Too many kids go to college in this country, and many go just to go, or for all the wrong reasons.
CDawg has said 65% of US kid go to college, while that number is 35% in Utopia (Europe).
Yes in Europe they decide around 8th grade or so, whether you're likely to end up on a university track, or go into trades. Then they start tailoring the secondary education toward those objectives, and feed students into the appropriate post-high-school educational facilities. For 35%, that's university. Everyone else is steered toward a trade that is better suited to their talents/desires/capabilities.
But unlike, here, the "trades" don't have so much of a negative connotation. They're much more respected than here. And the "trades" are better but also more widely defined.

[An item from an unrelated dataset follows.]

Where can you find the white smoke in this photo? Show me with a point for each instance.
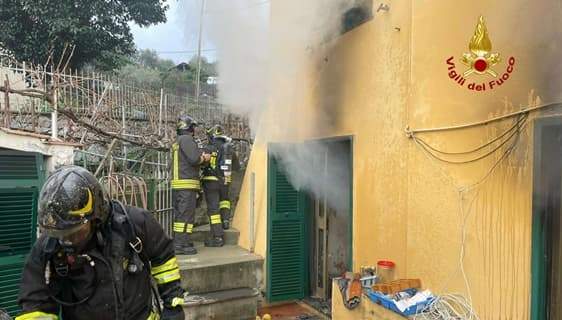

For example, "Hopsitality/Service" is a well-respected trade. Restaurant workers, hotel workers, bartenders-- they start out on this track in late high school and then have specific vocational training over the course of a year or two or three, underpinned by a strong job placement staff at most of the trade schools. My friend and bartender at my hotel where I lived in France, had gone through secondary school targeted at hospitality, then a 2-year post-high-school program, and then basically served an apprenticeship of a couple of years, on cruise ships out of Port Canaveral, FL. He was a bad-ass bartender who spoke multiple languages fluently, and could cook just a about anything. Some of my favorite meals in France, were when he'd invite mt to his home and cook all sorts of French specialties.
Anyway, TL; DR -- universities were never meant to be used as vocational schools and they do a poor job of it.